Na verdade, a crise do sistema de bonde se iniciou na década de 50, quando o Poder Público começou a introduzir o controle de preços. Com o crescimento rápido das áreas metropolitanas, o mercado do deslocamento urbano modificou-se significantemente, exigindo uma tecnologia de transporte mais flexível e rápida. Em função da falta de interesse, por parte das empresas de bonde, em continuarem operando os sistemas antiquados, os Poderes Locais os estatizaram; contudo, as (novas) empresas públicas nunca adquiriram capacidade para adaptarem prontamente seus serviços à nova geografia do mercado (Brasileiro 1996b).

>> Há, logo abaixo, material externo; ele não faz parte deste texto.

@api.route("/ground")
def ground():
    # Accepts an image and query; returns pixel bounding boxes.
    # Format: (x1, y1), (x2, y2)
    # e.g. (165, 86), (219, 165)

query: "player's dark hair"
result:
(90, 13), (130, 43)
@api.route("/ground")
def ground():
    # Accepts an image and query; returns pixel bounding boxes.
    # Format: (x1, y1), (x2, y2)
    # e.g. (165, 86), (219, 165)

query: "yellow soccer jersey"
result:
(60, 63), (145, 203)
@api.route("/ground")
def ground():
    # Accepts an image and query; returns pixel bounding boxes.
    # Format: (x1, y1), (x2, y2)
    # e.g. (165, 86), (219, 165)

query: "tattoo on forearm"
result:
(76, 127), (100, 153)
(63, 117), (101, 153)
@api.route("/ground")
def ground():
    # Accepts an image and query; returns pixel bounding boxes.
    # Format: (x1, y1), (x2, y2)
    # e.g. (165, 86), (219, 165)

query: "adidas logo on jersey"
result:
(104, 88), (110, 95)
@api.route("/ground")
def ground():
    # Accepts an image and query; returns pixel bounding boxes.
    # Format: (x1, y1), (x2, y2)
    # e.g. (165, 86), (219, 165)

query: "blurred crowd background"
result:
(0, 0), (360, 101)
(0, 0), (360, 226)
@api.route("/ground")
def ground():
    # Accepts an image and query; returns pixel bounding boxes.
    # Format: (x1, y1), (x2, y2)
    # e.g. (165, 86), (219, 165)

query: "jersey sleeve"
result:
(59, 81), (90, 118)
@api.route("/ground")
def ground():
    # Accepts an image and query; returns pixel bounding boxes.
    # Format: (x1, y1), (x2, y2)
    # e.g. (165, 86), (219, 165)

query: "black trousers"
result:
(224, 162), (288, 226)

Assim sendo, entrou um novo ator no cenário, que era o operador rodoviário artesanal, com suas frotas pequenas de veículos de baixa capacidade (muitos operadores possuíam apenas uma pequena ?jardineira?).  Contudo, esses operadores começaram a oferecer uma concorrência acirrada às empresas oficiais, e em meados da década (de 50), as Administrações locais resolveram interferir nesse novo sistema de transportes, impondo uma regulamentação econômica.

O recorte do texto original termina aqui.